Should You Worry About Webcam Hijackers?


photo27For those who feel a tinge of paranoia about the webcam built into their laptops comes a reason to worry there might be someone on the other end watching. Slate has an article up about the “uncanny ease of spying on someone” by hacking into their webcam.

The strategy for a malicious ne’er-do-well to take over your webcam is pretty much the same as a lot of hacks — get an unsuspecting mark to download a nefarious email attachment or click on a link that triggers a download that turns over control of your PC.

The problem of Peeping “webcam” Toms has become more real as built-in webcams have proliferated in modern computers. But even with the abundance of webcams, there’s no need to break out the black tape yet. From Slate:

Still, webcam espionage isn’t very common. Most scammers are interested in money, and video of someone’s slack-jawed mug isn’t going to yield much cash. “Most stuff you’d capture on a camera, they’ve already posted on Facebook,” says Kevin Haley of Symantec Security Response. “Even if you did have hundreds of hours of video and audio capturing someone’s conversations, it’s a lot harder to index and search than written information.
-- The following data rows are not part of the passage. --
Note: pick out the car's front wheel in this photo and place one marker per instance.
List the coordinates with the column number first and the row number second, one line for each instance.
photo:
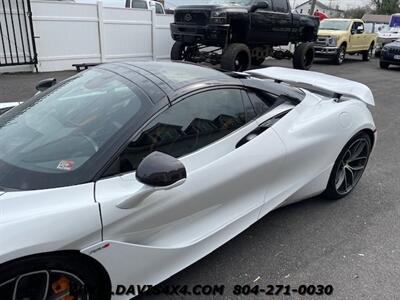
column 53, row 277
column 384, row 65
column 349, row 167
column 368, row 53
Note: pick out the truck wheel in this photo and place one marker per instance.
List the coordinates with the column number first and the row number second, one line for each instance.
column 236, row 57
column 383, row 65
column 303, row 56
column 340, row 56
column 258, row 56
column 368, row 53
column 177, row 51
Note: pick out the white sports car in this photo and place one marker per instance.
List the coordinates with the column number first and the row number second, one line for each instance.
column 129, row 172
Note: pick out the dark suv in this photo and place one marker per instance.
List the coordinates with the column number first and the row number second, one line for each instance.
column 242, row 33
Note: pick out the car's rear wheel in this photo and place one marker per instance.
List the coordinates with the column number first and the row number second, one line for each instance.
column 52, row 277
column 303, row 56
column 236, row 57
column 340, row 56
column 349, row 167
column 384, row 65
column 368, row 53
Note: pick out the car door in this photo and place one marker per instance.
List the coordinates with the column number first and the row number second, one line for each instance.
column 282, row 21
column 261, row 22
column 229, row 163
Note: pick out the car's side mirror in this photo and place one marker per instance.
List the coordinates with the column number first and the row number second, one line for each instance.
column 158, row 171
column 5, row 107
column 45, row 84
column 259, row 5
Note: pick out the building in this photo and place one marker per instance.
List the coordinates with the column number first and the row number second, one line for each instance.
column 305, row 8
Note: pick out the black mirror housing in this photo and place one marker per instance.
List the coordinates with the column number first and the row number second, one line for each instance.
column 160, row 170
column 259, row 5
column 46, row 84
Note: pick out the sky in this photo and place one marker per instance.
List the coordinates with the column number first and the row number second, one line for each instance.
column 343, row 4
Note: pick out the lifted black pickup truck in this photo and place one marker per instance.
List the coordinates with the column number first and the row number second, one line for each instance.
column 242, row 33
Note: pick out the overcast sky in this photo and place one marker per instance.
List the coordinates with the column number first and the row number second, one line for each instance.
column 343, row 4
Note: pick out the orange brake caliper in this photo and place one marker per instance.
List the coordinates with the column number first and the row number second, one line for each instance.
column 62, row 285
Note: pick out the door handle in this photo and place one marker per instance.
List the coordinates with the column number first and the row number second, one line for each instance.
column 250, row 136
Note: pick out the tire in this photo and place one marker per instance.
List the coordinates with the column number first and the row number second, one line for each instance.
column 177, row 51
column 65, row 273
column 258, row 56
column 303, row 56
column 256, row 61
column 384, row 65
column 236, row 57
column 340, row 56
column 368, row 53
column 348, row 166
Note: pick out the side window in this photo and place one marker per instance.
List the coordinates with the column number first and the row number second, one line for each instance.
column 159, row 9
column 269, row 2
column 187, row 126
column 280, row 6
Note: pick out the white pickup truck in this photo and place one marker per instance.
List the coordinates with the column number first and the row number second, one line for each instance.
column 338, row 37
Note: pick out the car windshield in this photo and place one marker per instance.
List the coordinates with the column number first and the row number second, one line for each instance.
column 335, row 24
column 59, row 131
column 232, row 2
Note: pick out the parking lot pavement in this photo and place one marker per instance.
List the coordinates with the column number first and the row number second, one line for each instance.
column 352, row 244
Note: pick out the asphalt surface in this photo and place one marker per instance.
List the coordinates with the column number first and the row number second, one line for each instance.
column 352, row 244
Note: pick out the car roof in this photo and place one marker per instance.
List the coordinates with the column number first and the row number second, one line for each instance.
column 160, row 80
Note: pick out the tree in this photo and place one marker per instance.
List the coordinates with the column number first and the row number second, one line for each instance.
column 386, row 7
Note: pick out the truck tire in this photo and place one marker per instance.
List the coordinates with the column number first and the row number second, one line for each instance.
column 177, row 51
column 340, row 56
column 367, row 54
column 236, row 57
column 258, row 56
column 303, row 56
column 383, row 65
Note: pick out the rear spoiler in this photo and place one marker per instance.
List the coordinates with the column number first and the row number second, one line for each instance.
column 6, row 106
column 327, row 84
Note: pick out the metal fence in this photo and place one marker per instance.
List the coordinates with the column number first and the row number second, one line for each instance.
column 17, row 42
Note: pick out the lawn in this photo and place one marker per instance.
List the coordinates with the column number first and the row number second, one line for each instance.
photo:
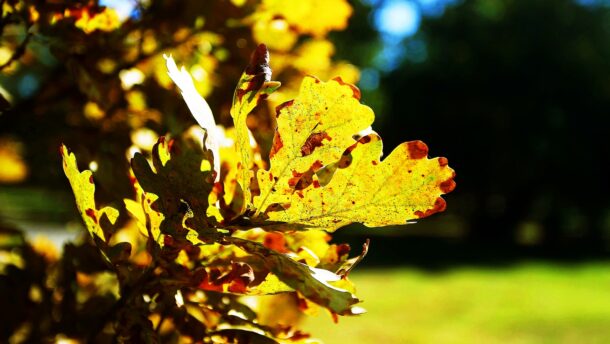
column 526, row 303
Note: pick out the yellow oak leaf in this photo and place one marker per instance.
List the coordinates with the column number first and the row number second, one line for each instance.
column 148, row 220
column 255, row 84
column 315, row 17
column 313, row 131
column 404, row 186
column 84, row 189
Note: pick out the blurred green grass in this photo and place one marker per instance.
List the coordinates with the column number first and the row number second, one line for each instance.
column 524, row 303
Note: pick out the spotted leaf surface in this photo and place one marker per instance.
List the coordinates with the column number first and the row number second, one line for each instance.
column 98, row 221
column 313, row 131
column 404, row 186
column 182, row 179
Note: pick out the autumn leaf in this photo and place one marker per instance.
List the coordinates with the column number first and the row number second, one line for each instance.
column 315, row 284
column 99, row 222
column 404, row 186
column 255, row 84
column 148, row 220
column 182, row 179
column 315, row 17
column 313, row 131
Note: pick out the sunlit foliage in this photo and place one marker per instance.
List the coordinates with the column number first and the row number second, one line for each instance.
column 215, row 216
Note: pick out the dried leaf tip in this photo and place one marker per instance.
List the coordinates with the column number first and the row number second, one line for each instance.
column 199, row 108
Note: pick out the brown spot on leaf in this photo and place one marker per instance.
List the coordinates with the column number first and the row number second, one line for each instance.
column 280, row 107
column 439, row 205
column 442, row 161
column 345, row 161
column 259, row 62
column 168, row 240
column 277, row 144
column 417, row 149
column 316, row 166
column 313, row 141
column 355, row 90
column 91, row 213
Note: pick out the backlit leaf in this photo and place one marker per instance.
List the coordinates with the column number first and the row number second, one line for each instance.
column 181, row 184
column 404, row 186
column 84, row 189
column 314, row 284
column 315, row 17
column 313, row 131
column 255, row 84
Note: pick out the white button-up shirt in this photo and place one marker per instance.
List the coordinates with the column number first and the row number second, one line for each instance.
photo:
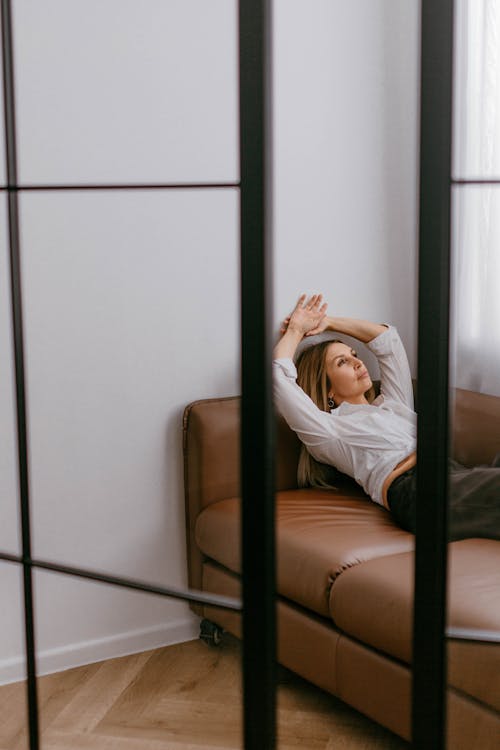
column 365, row 441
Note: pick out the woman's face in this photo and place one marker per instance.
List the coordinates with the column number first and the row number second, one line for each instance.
column 348, row 377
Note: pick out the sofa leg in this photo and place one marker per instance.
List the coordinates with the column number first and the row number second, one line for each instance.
column 210, row 633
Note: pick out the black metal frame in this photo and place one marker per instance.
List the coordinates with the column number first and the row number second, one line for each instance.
column 429, row 645
column 258, row 518
column 430, row 631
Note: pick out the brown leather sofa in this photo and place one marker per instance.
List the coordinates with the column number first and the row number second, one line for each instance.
column 345, row 574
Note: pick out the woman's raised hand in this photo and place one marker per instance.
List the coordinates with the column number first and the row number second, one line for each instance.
column 308, row 315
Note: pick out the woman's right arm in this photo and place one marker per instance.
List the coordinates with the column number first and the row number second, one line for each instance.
column 306, row 316
column 362, row 330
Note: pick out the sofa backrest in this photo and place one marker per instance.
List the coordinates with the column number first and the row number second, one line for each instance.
column 475, row 427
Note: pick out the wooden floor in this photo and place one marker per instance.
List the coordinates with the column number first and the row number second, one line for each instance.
column 183, row 697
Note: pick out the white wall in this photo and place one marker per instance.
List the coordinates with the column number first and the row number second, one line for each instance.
column 346, row 89
column 131, row 299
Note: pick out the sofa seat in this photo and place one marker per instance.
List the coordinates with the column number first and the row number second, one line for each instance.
column 319, row 535
column 373, row 603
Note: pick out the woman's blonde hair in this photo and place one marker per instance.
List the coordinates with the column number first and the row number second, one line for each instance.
column 312, row 378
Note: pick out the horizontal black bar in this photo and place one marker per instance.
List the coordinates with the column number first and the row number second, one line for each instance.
column 189, row 595
column 459, row 182
column 473, row 635
column 18, row 188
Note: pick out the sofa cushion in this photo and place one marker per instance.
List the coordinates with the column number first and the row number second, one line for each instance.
column 374, row 604
column 320, row 533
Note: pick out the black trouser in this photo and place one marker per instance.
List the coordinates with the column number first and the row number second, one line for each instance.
column 474, row 506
Plus, the article continues, webcams typically use a green light to indicate that you’re being recorded, which should afford you some level of comfort.

Personally, I pity anyone who hacks into my computer. The sight of a blogger at 6:00 a.m. eating cereal and looking for headlines isn’t exactly enticing.



I’m thinking about this problem several times, since I bought my first laptop. I have antivius and firewall at my computer, but when I don’t need webcam, I turn it to the wall.